— Проснулась я сегодня без пяти пять. — Хозяйка указала на большие, висевшие на стене ходики с гирьками. — Я эти часы с рождения помню, они нас переживут. Ну, полежала немного, чувствую, не засну, начала подниматься. Кровать застелила, присела, старыми костями хрустнула, привычка такая с юности — физкультурницей прежде была. Чайник поставила, умылась, то да се, смотрю, уже без пятнадцати шесть. Думаю, сейчас седой в красном костюме побежит, я к окну подошла. В этом доме начальство живет, один седой первым выбегает. Но, видно, рано было, я его не увидела, взгляд подняла, а на крыше парочка сидит, милуется. Я так в кресло и осела. Время-то — шести нет, а они уже на крышу забрались, отчаянные ребятишки, я им крикнуть хотела, да решила, не услышат. Я про чай и забыла, сижу, смотрю, бинокль мамин взяла, он театральный, но все одно видно лучше. Девушка ему голову на плечо положила, а он как бы ее обнимает.
Александра Матвеевна платочком смахнула слезу.
— В глазах стоят, голубки. Тихо сидят, не разговаривают, и музыка откуда-то идет. Я еще подумала, музыка ребятам совсем не подходит. Вроде как церковная, музыка-то. — Хозяйка замолчала, повернулась к иконе, перекрестилась. — Вот и тогда перекрестилась, — голос у нее треснул, женщина беззвучно заплакала.
— Александра Матвеевна, голубушка, не обессудьте, сядьте, пожалуйста, в кресло, — сказал Котов, хотел женщине помочь подняться, но она отстранилась, встала сама, выпрямилась, кивнула на стену, увешанную фотографиями. — Я, сударь, своих сколько схоронила, мне грех свою слабость показывать.
Подошла к окну, кресло слегка передвинула, взяла бинокль.
— Так я сидела, на секунду на Божью Матерь взглянула. — Она указала на икону. — Перекрестилась трижды, повернулась к окну... А они летят.

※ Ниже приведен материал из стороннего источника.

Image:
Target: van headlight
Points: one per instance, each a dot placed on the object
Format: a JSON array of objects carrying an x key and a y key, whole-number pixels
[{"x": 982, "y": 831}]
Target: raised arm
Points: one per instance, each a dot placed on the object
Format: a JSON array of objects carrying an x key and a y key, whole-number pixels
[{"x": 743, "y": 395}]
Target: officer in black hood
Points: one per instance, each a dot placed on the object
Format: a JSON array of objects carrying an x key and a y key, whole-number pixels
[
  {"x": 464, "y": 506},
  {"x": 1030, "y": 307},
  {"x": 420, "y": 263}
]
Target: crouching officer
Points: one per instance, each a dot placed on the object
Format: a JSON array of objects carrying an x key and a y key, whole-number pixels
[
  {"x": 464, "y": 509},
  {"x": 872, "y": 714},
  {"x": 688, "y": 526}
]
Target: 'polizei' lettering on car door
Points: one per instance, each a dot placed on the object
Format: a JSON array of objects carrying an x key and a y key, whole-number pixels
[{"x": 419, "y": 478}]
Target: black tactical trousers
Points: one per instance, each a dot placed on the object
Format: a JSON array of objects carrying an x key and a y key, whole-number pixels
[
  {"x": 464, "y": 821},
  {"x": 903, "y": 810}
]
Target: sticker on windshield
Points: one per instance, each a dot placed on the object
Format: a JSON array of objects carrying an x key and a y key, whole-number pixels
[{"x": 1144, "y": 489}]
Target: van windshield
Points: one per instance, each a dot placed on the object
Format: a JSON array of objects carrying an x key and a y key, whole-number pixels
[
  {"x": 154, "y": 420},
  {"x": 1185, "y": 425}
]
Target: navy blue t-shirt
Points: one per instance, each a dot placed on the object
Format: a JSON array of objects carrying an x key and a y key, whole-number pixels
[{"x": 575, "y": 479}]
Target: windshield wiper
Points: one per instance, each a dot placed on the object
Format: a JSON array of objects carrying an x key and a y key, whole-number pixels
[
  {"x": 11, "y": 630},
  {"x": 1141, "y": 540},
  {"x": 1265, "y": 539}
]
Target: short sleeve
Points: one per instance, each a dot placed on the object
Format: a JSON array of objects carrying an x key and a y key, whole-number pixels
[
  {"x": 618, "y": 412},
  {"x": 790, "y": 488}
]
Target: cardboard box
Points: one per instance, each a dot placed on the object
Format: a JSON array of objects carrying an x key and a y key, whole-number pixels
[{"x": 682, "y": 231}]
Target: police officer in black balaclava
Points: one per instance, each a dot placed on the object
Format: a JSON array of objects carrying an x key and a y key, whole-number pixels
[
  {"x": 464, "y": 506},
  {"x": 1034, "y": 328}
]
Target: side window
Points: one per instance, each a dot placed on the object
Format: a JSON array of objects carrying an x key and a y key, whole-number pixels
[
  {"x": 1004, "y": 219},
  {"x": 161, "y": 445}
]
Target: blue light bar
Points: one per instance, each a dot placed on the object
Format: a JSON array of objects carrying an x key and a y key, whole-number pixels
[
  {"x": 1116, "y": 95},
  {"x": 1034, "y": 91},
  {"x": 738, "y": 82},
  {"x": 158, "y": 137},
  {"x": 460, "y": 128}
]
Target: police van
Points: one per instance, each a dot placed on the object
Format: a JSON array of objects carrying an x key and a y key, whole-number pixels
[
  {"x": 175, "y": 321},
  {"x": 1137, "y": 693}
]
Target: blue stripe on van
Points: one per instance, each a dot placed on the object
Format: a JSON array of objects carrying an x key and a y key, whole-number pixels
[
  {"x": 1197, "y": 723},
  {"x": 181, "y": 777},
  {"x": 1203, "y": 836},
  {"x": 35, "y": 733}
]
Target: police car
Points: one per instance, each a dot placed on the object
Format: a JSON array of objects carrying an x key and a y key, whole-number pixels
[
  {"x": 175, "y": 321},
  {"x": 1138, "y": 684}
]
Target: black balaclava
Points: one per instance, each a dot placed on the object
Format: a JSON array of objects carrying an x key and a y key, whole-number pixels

Он чуть впереди... Летят, и словно не люди, а игрушки сломанные...
Котов так ясно представил летящие “игрушки”, что шумно выдохнул и глотнул уже остывшего чая.
— Молодые, им только жить... Они еще и не начинали. И чего им так плохо было?
— Считаете, сами... Никто не подтолкнул? — спросил Котов.
— Да кто же мог? Они же одни на крыше сидели. — Александра Матвеевна замолчала, отвернулась.
Котов молчал, чувствовал: хозяйка что-то вспоминает и хочет вспомнить.
— Одни, — не очень уверенно повторила Брикова, перекрестилась. — Надо же было мне в тот самый момент к богу повернуться. И крестилась трижды... Видно, черт попутал.
— Александра Матвеевна, может, видели кого? Тень мелькнула? Нам каждая малость важна. — Котов взглядом не сверлил, смотрел в сторону. — Если виноватый есть, его найти необходимо. Люди ведь погибли.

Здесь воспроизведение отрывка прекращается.